The greatest significance of photography—and this answer may differ from person to person—is not the capturing of a moment, even though that is extraordinary enough, but as photojournalist James Nachtwey stated, their ability to "create an atmosphere where change is possible."
Here are 21 photographs from the list, each accompanied by a short description.
The Burning Monk, Malcolm Browne, 1963
The self-immolation of Vietnamese Mahayana Buddhist monk Thích Quang Duc in Saigon spurred, and continues to spur, waves of emotion in people from all over the world. It was coordinated in response to the Diem regime's discriminatory Buddhist laws, including the banning of the Buddhist flag.
The Terror of War, Nick Ut, 1972
Nick Ut's Pulitzer Prize-winning photo shows a heartbreaking scene of children fleeing a Napalm bombing in Trang Bang as a result of the Vietnam War. Phan Thị Kim Phúc, the 9-year-old girl pictured fully nude, was later known as the "Napalm girl." Despite being severely burned on her back, she survived the attack and has since undergone several surgical procedures.

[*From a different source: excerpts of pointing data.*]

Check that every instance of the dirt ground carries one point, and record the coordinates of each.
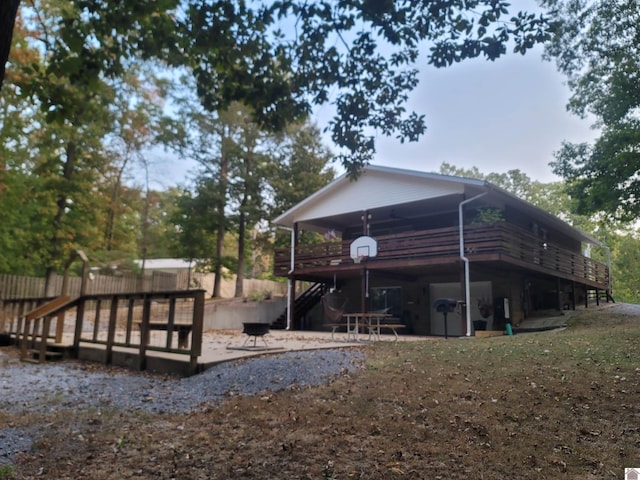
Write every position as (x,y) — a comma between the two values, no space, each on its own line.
(558,404)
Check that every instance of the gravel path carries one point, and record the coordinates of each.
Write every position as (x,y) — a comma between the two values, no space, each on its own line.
(75,385)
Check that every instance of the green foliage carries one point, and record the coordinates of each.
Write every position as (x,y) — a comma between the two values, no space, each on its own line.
(596,46)
(625,258)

Starving Child and Vulture, Kevin Carter, 1993
Also called "Struggling Girl" and "The Vulture and the Little Girl," this photo is one of the most controversial photos ever taken. While the little girl was on her way to a United Nations feeding center in Sudan, the vulture eyed her for its next meal.
When readers saw the photo in the New York Times, they wrote in asking about the girl's fate. They criticized the photographer, Kevin Carter, for exploiting her for the photo instead of helping her. It was later revealed that he waited about 20 minutes to get the perfect shot before finally chasing the bird away.

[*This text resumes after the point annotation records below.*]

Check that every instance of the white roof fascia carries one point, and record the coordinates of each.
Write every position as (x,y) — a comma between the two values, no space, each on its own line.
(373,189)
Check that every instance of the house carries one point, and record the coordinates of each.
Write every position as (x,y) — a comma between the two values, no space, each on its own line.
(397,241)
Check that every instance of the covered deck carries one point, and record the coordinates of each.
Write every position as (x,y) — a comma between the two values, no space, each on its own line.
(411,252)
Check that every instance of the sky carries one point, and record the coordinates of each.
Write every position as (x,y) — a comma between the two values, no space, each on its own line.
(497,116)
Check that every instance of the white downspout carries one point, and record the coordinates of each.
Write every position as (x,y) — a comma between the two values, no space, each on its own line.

Carter took his own life at the age of 33. The photo went on to win the Pulitzer Prize for Feature Photography.
Lunch Atop a Skyscraper, 1932
This iconic 20th-century photograph of 11 ironworkers enjoying lunch on a steel beam some 850 feet in the air is one of the biggest mysteries. No one has confirmed the photographer, and only a few of the men have been identified. We do know, however, that the photo was taken at the RCA building, or modern-day GE building, in Manhattan's Rockefeller Center.
Tank Man, Jeff Widener, 1989
The unidentified man in the photo is known only as "tank man." He was in the middle of shopping—take a look at the bags in his hands—but decided to try and stop these tanks from moving forward in Tiananmen Square. The drivers tried to make their way around him but he continued to block them. No fires were made, and the man was eventually removed from the scene.
The incident followed a crackdown which resulted in the deaths of hundreds of protestors. Photographer Jeff Widener notes that this photo shows that "[Tank man has] just had enough" ... "his statement is more important than his own life.